Nous souhaitons supprimer la disposition dite « antiputsch », que vous avez présentée dans la presse bien avant le dépôt de ce texte, monsieur le ministre, en assurant qu'elle était très robuste.
Elle vise à éviter que certaines associations cultuelles soient submergées par un groupe – vous aviez évoqué, je crois, les salafistes –, un peu comme dans notre jeunesse étudiante, lorsqu'à l'occasion d'une assemblée générale, une association politique prenait le contrôle d'une organisation de jeunesse.
Pour ce faire, vous demandez aux associations cultuelles qui désignent leur ministre du culte de modifier leurs statuts en se dotant d'une sorte de conseil d'administration, ou d'un bureau. C'est déjà le cas dans la plupart des associations et cela n'empêchera pas à une majorité de fidèles ayant par exemple une pratique plus rigoriste de prendre le dessus.
Plus fondamentalement, la distinction que vous faites entre les associations cultuelles qui désignent leur ministre du culte et les autres me semble poser un problème et témoigne d'une mauvaise compréhension de ce qu'est la loi de 1905. Nos amis protestants, qui désignent leur ministre du culte, ont demandé pourquoi on venait se mêler de leurs affaires. En 1905, l'Église catholique s'était émue de ce que la République veuille se mêler de son mode d'organisation : elle redoutait que cela n'entraîne un « risque schismatique ». Le compromis de 1907 a permis de rassurer les catholiques, en leur disant que l'organisation de leurs associations serait respectueuse de leur hiérarchie : c'est l'évêque qui désignerait les responsables des associations diocésaines. En un mot, on leur a garanti qu'il n'y aurait pas de démocratie et que c'est l'organisation catholique, dans sa verticalité, qui désignerait les responsables.
Ce compromis a été trouvé il y a bien longtemps. On peut estimer, aujourd'hui, qu'il faut un fonctionnement plus démocratique, mais nous ne le demandons pas à tous les cultes : nous n'allons pas demander à l'Église catholique de fonctionner de façon démocratique, avec des conseils d'administration. Nous avons accepté, en 1907, que l'évêque exerce son autorité sur les associations diocésaines, et on peut d'ailleurs considérer que c'est très bien ainsi et qu'il n'y a pas à remettre en cause cette organisation. La République ne reconnaît, ni ne salarie aucun culte : cela signifie qu'elle ne se mêle pas de la manière dont s'organisent les cultes. Elle veille, en revanche, à ce que les cultes et les fidèles respectent la loi : cela ne fait pas débat.
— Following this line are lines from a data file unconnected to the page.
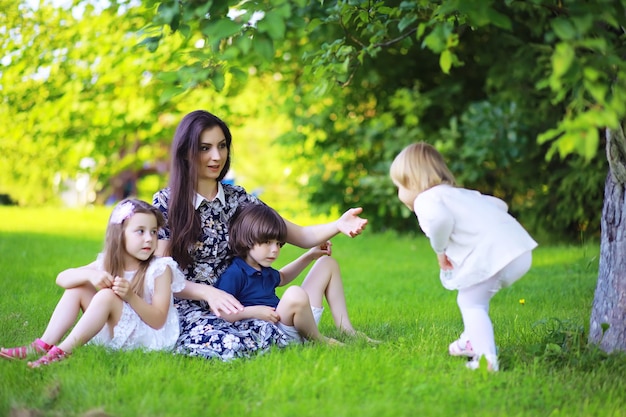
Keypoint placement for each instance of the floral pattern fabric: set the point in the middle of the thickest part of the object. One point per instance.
(201, 332)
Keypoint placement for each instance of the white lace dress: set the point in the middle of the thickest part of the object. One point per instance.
(133, 333)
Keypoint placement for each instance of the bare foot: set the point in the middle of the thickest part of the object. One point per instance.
(356, 333)
(331, 341)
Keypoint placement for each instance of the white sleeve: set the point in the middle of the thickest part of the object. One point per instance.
(497, 202)
(157, 268)
(435, 220)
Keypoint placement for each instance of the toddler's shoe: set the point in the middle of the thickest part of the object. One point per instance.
(37, 348)
(461, 348)
(54, 355)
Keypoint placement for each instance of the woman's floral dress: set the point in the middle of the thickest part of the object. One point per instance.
(201, 332)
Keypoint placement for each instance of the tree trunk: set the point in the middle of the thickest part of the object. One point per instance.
(608, 315)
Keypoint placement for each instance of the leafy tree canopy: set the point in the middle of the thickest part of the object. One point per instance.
(515, 93)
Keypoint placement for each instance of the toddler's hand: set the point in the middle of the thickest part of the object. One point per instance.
(350, 224)
(444, 262)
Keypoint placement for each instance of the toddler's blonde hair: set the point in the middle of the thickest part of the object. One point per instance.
(419, 167)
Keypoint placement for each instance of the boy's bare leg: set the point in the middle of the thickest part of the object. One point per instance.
(294, 310)
(324, 279)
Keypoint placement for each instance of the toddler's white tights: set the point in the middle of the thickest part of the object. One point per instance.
(474, 305)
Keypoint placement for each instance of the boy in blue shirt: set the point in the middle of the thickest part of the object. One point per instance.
(256, 235)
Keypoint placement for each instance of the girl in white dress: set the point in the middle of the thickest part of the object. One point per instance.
(480, 247)
(125, 294)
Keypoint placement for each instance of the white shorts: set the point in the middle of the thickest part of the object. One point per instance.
(291, 334)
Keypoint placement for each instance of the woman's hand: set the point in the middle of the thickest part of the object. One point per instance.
(350, 223)
(264, 313)
(221, 301)
(444, 262)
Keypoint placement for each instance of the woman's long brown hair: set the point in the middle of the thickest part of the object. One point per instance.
(183, 221)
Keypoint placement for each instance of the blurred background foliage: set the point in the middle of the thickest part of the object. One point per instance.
(320, 97)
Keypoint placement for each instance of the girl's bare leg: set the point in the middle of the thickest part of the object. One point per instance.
(105, 308)
(66, 312)
(294, 310)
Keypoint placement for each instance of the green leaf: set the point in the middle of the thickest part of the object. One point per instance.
(564, 29)
(218, 80)
(406, 21)
(221, 28)
(272, 24)
(264, 47)
(561, 61)
(445, 61)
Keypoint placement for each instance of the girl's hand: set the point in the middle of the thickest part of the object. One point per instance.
(121, 287)
(222, 302)
(444, 262)
(101, 279)
(264, 313)
(350, 223)
(321, 250)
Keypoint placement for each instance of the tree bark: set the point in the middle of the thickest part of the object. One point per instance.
(608, 315)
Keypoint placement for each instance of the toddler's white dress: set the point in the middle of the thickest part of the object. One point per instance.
(133, 333)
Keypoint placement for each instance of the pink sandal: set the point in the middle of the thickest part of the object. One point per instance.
(54, 355)
(37, 348)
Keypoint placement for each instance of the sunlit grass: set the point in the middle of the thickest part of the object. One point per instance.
(394, 295)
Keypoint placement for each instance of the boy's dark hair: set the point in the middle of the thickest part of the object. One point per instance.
(254, 224)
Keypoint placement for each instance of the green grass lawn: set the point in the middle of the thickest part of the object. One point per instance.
(394, 295)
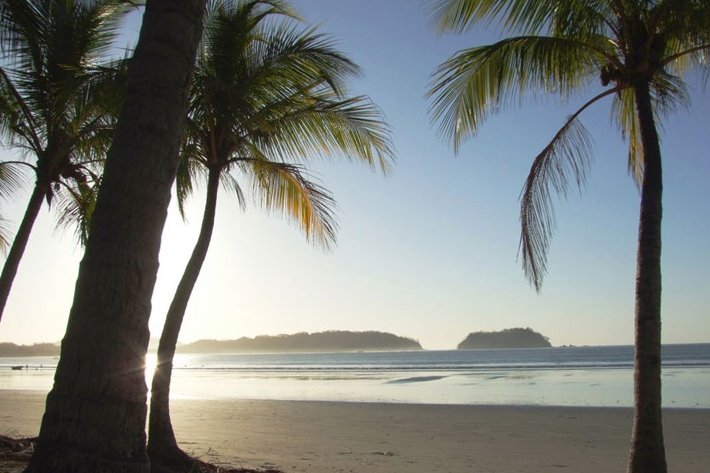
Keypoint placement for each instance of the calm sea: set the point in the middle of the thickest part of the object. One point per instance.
(580, 376)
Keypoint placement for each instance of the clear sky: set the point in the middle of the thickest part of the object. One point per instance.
(429, 252)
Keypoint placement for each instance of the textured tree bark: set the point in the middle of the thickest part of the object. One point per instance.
(95, 414)
(162, 446)
(19, 243)
(647, 447)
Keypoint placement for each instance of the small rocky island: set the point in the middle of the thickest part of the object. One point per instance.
(304, 342)
(508, 338)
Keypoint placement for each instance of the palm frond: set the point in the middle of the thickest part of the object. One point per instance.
(318, 126)
(623, 112)
(564, 160)
(231, 184)
(11, 179)
(459, 15)
(188, 173)
(282, 187)
(476, 82)
(75, 208)
(4, 235)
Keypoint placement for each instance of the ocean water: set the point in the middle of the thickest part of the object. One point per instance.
(579, 376)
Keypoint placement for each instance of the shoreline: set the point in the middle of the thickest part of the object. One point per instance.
(325, 436)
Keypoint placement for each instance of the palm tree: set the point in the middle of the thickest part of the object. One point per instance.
(266, 97)
(55, 99)
(638, 49)
(96, 411)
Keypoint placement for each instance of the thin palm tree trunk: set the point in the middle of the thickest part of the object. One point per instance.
(647, 449)
(95, 414)
(12, 263)
(162, 445)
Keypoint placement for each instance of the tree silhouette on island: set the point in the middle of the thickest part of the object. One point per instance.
(508, 338)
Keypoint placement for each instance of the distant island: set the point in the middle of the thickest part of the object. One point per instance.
(508, 338)
(331, 341)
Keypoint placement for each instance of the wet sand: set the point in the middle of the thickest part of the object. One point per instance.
(319, 437)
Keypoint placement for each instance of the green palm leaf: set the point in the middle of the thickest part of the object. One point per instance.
(476, 82)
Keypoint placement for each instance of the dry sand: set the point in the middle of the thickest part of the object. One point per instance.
(319, 437)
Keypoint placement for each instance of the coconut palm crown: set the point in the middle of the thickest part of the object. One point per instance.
(637, 51)
(268, 97)
(58, 93)
(561, 47)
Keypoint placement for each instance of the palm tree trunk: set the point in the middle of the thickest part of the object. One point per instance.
(162, 446)
(647, 449)
(9, 270)
(96, 411)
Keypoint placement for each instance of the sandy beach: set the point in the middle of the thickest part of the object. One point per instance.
(320, 437)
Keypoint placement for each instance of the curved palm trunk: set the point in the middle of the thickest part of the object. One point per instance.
(647, 450)
(96, 411)
(162, 446)
(9, 270)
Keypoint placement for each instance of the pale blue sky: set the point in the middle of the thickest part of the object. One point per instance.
(430, 251)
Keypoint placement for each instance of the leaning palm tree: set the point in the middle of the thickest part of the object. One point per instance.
(267, 96)
(638, 50)
(55, 95)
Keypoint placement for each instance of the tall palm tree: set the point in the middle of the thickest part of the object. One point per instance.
(96, 411)
(266, 97)
(638, 50)
(56, 92)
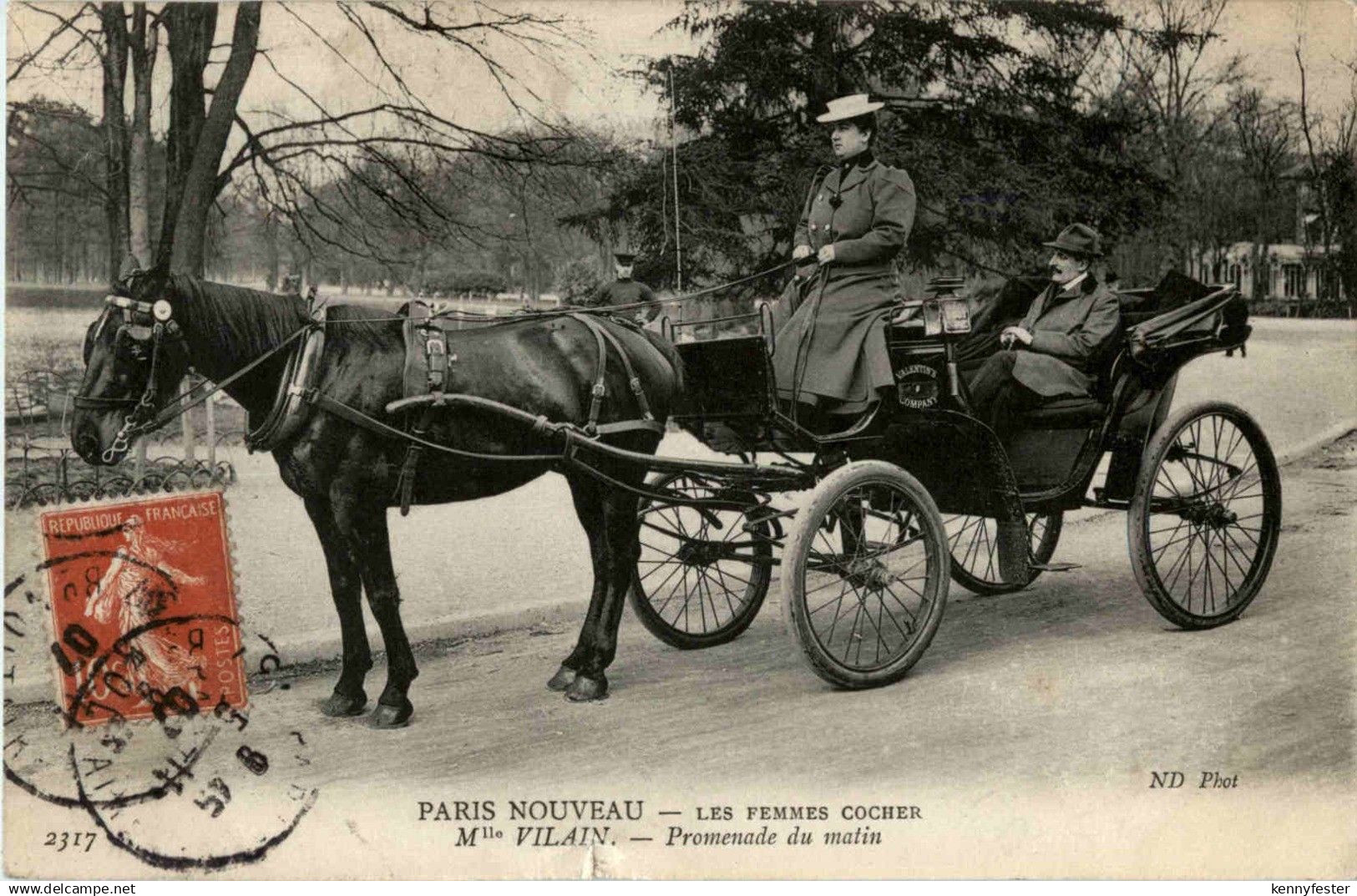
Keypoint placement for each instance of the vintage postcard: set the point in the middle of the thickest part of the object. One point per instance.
(680, 440)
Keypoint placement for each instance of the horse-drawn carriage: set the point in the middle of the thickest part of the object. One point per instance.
(915, 490)
(349, 399)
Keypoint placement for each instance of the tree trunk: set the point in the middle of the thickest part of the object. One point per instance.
(114, 134)
(199, 186)
(139, 162)
(189, 30)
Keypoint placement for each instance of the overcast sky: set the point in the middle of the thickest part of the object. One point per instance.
(584, 80)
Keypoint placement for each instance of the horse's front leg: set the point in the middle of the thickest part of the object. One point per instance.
(369, 540)
(347, 588)
(579, 675)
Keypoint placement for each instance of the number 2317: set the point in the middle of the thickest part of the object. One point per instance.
(60, 841)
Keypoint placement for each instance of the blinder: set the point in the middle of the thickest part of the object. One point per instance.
(137, 341)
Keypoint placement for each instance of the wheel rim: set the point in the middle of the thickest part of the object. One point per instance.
(1209, 525)
(975, 547)
(866, 585)
(696, 577)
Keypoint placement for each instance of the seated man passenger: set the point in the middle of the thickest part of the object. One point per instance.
(1051, 353)
(831, 355)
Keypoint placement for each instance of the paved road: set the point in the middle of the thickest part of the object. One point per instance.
(1027, 733)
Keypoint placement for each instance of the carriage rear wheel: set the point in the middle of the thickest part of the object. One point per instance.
(975, 550)
(701, 576)
(1205, 518)
(864, 575)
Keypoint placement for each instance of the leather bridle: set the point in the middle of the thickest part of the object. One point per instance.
(143, 322)
(154, 322)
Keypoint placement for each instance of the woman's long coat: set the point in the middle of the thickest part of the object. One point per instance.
(835, 342)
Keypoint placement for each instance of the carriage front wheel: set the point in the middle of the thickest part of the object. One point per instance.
(975, 550)
(701, 576)
(1205, 516)
(864, 575)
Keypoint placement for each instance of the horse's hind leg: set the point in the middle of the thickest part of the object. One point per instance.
(371, 544)
(347, 588)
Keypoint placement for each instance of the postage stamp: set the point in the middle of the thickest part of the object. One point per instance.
(149, 731)
(143, 603)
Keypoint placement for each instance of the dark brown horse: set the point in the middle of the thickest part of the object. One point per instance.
(347, 474)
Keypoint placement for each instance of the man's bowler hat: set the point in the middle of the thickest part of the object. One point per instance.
(1078, 239)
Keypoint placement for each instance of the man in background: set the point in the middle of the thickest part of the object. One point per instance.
(625, 291)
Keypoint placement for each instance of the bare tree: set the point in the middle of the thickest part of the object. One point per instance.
(1331, 175)
(144, 43)
(1170, 75)
(199, 132)
(1265, 143)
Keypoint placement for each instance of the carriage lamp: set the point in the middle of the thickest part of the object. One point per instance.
(933, 318)
(955, 315)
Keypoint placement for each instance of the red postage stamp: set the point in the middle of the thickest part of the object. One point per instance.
(143, 609)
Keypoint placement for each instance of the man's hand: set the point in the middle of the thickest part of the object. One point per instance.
(1014, 334)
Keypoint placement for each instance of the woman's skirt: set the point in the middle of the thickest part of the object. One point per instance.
(832, 352)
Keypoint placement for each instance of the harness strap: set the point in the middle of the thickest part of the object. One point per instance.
(358, 418)
(600, 387)
(178, 408)
(406, 481)
(633, 381)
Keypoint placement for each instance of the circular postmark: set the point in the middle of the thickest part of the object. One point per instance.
(43, 733)
(236, 787)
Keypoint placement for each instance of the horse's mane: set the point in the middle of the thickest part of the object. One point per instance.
(239, 322)
(249, 322)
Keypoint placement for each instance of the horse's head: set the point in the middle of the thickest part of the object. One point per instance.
(134, 360)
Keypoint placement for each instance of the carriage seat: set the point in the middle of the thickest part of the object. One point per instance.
(1064, 413)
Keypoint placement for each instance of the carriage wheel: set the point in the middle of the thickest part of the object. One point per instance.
(863, 602)
(699, 581)
(1205, 518)
(975, 550)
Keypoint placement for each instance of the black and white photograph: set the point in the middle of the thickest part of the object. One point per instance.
(680, 440)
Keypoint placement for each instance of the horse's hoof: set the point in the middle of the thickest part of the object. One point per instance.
(341, 705)
(564, 678)
(386, 716)
(586, 689)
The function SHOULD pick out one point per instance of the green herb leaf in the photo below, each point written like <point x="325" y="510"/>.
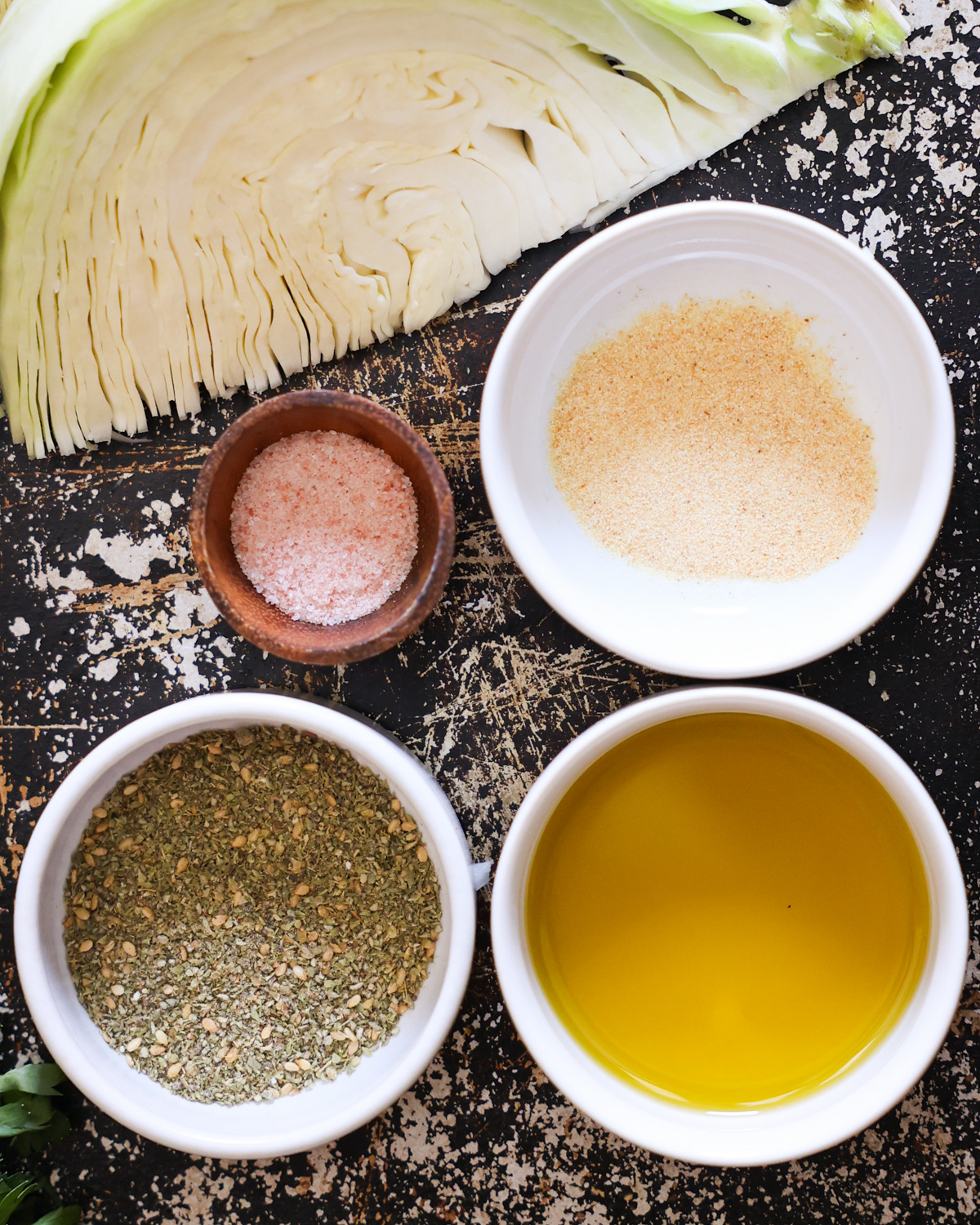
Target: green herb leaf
<point x="60" y="1217"/>
<point x="14" y="1191"/>
<point x="38" y="1078"/>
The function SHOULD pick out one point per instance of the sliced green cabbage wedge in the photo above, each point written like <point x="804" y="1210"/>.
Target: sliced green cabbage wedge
<point x="220" y="193"/>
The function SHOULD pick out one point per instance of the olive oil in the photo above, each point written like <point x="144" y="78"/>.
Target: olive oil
<point x="728" y="911"/>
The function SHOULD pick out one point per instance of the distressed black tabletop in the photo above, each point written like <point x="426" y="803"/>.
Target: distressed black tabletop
<point x="103" y="619"/>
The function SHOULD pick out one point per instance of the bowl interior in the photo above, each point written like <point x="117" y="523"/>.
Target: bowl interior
<point x="242" y="604"/>
<point x="327" y="1109"/>
<point x="884" y="358"/>
<point x="779" y="1132"/>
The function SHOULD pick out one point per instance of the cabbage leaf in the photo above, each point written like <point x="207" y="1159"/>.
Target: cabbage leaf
<point x="216" y="194"/>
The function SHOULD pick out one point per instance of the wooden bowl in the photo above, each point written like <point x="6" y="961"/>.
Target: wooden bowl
<point x="240" y="604"/>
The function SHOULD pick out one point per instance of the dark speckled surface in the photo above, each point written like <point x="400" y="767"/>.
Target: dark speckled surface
<point x="103" y="619"/>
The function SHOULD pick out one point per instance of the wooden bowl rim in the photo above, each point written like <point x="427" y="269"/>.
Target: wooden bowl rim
<point x="385" y="636"/>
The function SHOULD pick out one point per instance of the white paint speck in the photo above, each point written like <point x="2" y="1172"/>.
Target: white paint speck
<point x="105" y="670"/>
<point x="125" y="556"/>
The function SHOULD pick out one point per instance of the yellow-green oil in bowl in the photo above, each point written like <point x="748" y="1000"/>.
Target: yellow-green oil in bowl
<point x="728" y="911"/>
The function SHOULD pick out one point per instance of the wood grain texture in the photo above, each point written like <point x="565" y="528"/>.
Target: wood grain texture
<point x="103" y="619"/>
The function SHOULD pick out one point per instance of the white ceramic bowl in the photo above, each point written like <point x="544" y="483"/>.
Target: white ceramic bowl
<point x="884" y="353"/>
<point x="776" y="1134"/>
<point x="252" y="1129"/>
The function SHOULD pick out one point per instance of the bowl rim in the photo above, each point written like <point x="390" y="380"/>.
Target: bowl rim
<point x="516" y="527"/>
<point x="816" y="1121"/>
<point x="390" y="759"/>
<point x="435" y="581"/>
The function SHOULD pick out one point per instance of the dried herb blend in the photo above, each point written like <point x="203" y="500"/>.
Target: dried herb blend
<point x="249" y="911"/>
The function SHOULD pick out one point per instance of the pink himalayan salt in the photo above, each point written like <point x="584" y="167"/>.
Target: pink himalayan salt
<point x="325" y="526"/>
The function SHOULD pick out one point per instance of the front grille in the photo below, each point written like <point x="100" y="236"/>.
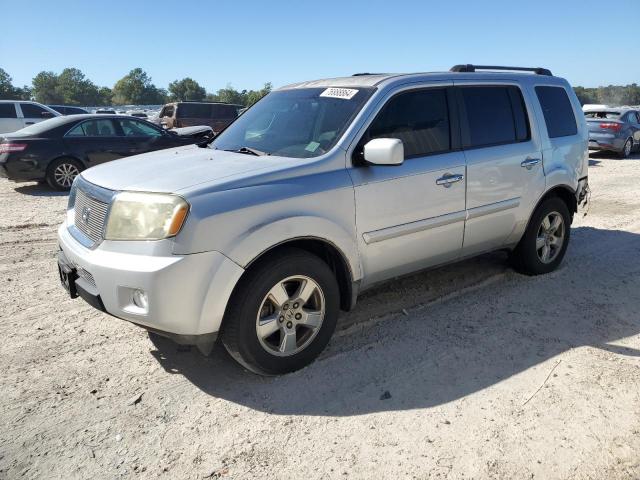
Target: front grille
<point x="90" y="216"/>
Pour résumer, le dispositif que vous proposez est inefficace car il n'empêchera pas, contrairement à ce qui a été annoncé dans la presse, que des coups d'État puissent se produire au sein des associations cultuelles. Par ailleurs, il s'appuie sur un raisonnement idéologique qui me semble témoigner d'une intrusion de la puissance publique dans la manière dont s'organisent les cultes, laquelle doit être laissée à la liberté des fidèles : un point, c'est tout. C'est aux fidèles de décider comment ils souhaitent s'organiser et nous n'avons pas d'avis à avoir là-dessus, tant qu'ils respectent la loi.